POP MATTERS: On Friday, 13 July, Bill Doss took the stage at Chicago’s Pitchfork Music Festival with the Olivia Tremor Control, the band he started 20 years ago in Ruston, Louisiana. Clad in his signature Halloween orange—paisley-patterned shirt, Weasley hair, thickly growing sideburns—Doss led the group through fuzzy psych-pop classics like “No Growing” and “Holiday Surprise 1, 2, 3”, songs that changed the way I listened to music when I was a teenager, lifting me out of my alt-rock haze and pulling me towards compositions that were at once more poppy and more experimental than any I had ever loved. I wasn’t at the Pitchfork performance that Friday. Instead, I watched it from my desk in New York, where I sat when I learned of Doss’ passing, barely two weeks later, at the age of 43. It is the oldest—and truest—rock cliché that Doss was taken from us too soon. The Olivia Tremor Control only released two studio albums during its brief recording tenure, and with the news on Tuesday, it’s unclear if or when they will release another. (The band was apparently working on an album following a 2011 single, ”The Game You Play Is In Your Head, Parts 1, 2 & 3”.) But in mourning Doss, there is also much to celebrate. Because those albums are two of the richest and most sublime slices of lo-fi kaleidoscope pop ever to jumpstart a wildly creative recording collective (Elephant 6), inspire a grunge-addled high-schooler (me), and bring Wilsonian ‘60s psychedelia to a generation of jaded indie kids (among them Pitchfork’s Matt LeMay, who describes a bewildering out-of-body experience at a 1999 OTC show).

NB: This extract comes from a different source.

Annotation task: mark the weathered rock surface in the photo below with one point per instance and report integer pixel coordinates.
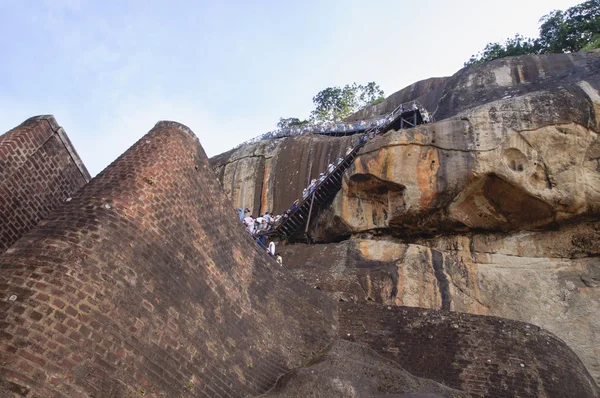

At 27 tracks apiece, these releases—1996’s Dusk at Cubist Castle and its follow-up, 1999’s Black Foliage: Animation Music Volume One—contain more flawless pop songs than most bands will produce in 30 years, lodged between gurgling tape loops and four-track fuzz. And while they are collaborative efforts (significant credit is due to bandmate Will Cullen Hart, who would go on to form Circulatory System), they owe much of their imaginative spirit and brilliant pop craft to the late Bill Doss. MORE
PITCHFORK: The closest I’ve ever come to an out-of-body experience was at an Olivia Tremor Control concert at New York’s Knitting Factory on Halloween of 1999. About halfway through “A New Day”, one of the many highlights on the band’s 1999 LP, Black Foliage: Animation Music Vol. 1, I felt myself come slightly unglued, as if my conscious mind was slowly seeping out of my body to join the light and sound emanating from the stage. When I snapped out of it, I was smiling and sobbing uncontrollably. It was a difficult experience to quantify, and the kind that I generally would have greeted with a healthy dose of skepticism– especially at the time. As a guarded and cynical teenager, I had an incredibly hard time setting aside my self-consciousness long enough to lose myself, and found the very notion of transcendence to be thoroughly distasteful. But the voice I heard from stage sounded so forgiving, so welcoming, like the most clear, generous, and beautiful invitation. That voice belonged to Bill Doss, who passed away Monday at age 43. MORE
Fan-made video using homemade footage from Italy. Bill Doss does not appear in this video.
SOUND OPINIONS: The recent death of Olivia Tremor Control co-founder Bill Doss has Jim and Greg thinking about the legacy of the musical collective he was a part of: The Elephant 6 Recording Company. This week, they revisit their conversation about Elephant 6 with the collective’s chief producer, Robert Schneider. For those new to this crazy universe, Elephant 6 was a label started by childhood friends from Ruston, Louisiana. The bands that came out of this group of music-lovers included some of the most beloved of the indie rock nineties: Neutral Milk Hotel, Olivia Tremor Control, and Apples in Stereo. Schneider was the chief songwriter, producer, and lead singer of Apples in Stereo. He explains how he and his friends first heard the psychedelic pop of the Beach Boys, The Beatles, and Pink Floyd hanging around Ruston’s college radio station as kids. The collective’s most important albums, among them The Olivia Tremor Control’s Dusk at Cubist Castle and Neutral Milk Hotel’s In the Aeroplane Over the Sea, bear the sonic mark of those early listening sessions.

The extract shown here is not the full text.